People love coffee. According to Harvard’s T.H. Chan School of Public Health, 54% of Americans over the age of 18 drink coffee every day, and the U.S. spends over $40 billion on coffee annually. Coffee is the second-most traded commodity on the world market, outpacing natural gas, gold, wheat, cotton, sugar (respectively)…and is second only to crude oil. For a beverage so widely consumed, it is important to understand the effects coffee may have on your health.

Let’s begin with possible detrimental effects. Those who drink coffee religiously may be familiar with the infamous withdrawal side effects, like pounding headaches or fatigue. Enter the world’s most prominent psychoactive drug and coffee’s most famous compound: caffeine. Caffeine is legal and unregulated around the globe. It is colorless, odorless, and tasteless. Finally, it is a stimulant, reversibly blocking the action of adenosine, which prevents the onset of drowsiness. 

The daily recommended limit for caffeine consumption is 300mg, which roughly translates to three 8oz cups of coffee. Consistently exceeding this daily limit may contribute to longer-term health troubles. A meta-analysis conducted by AARP found that these troubles may include increased anxiety, increased blood pressure, disruption of sleep patterns or insomnia, or irritation of the gastrointestinal tract. Further research is being conducted into possible connections with osteoporosis in postmenopausal women as well as coronary health. To reiterate, evidence suggests that coffee’s detrimental effects may occur when abused, and are attributed to caffeine. (Note: coffee is only one common consumable containing caffeine!)

Despite any detrimental effects from overindulging, moderate consumption of coffee is shown to have certain benefits. To begin, research from the U.S. National Institute of Health (NIH) suggests coffee helps in proper cognitive functionality. Specifically, coffee may be associated with a reduction in the incidence of diabetes, liver disease, Parkinson’s disease, and Alzheimer’s disease, among other neurological disorders (2013, 2011). Coffee consumption “ameliorates oxidative stress because of its ability to induce mRNA and protein expression.” Three centuries ago Europeans went from drinking beer to sipping coffee, and so the coffee house became the center of innovation during the Age of Enlightenment.
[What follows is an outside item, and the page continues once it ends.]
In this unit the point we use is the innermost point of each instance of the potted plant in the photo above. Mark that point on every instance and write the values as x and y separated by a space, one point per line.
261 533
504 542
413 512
Although research is continually ongoing, studies from the Dana-Farber Cancer Institute, the American Association for Cancer Research, the American Cancer Society, and the National Cancer Institute suggest that caffeinated coffee reduces the risks of certain types of cancer, including brain, breast, colon, endometrial, liver, lung, oral, prostate, skin, and uterine cancers. The coffee-cancer research is not definitive, but if there is any lean on the research-to-date, it is positive.

The prestigious New England Journal of Medicine published a 2012 study of over 400,000 coffee-drinking Americans, suggesting that “coffee consumption is inversely associated with total and cause-specific mortality.” Although the study does not argue for a causal relationship, it does show that people who drink coffee live longer lives.

Harvard’s School of Public Health professor Walter Willet M.D. exclaims, “Coffee is an amazingly potent collection of biologically active compounds.” True… quality coffee is also amazingly fun and tasty! In drinking the world’s favorite beverage, pace yourself and enjoy!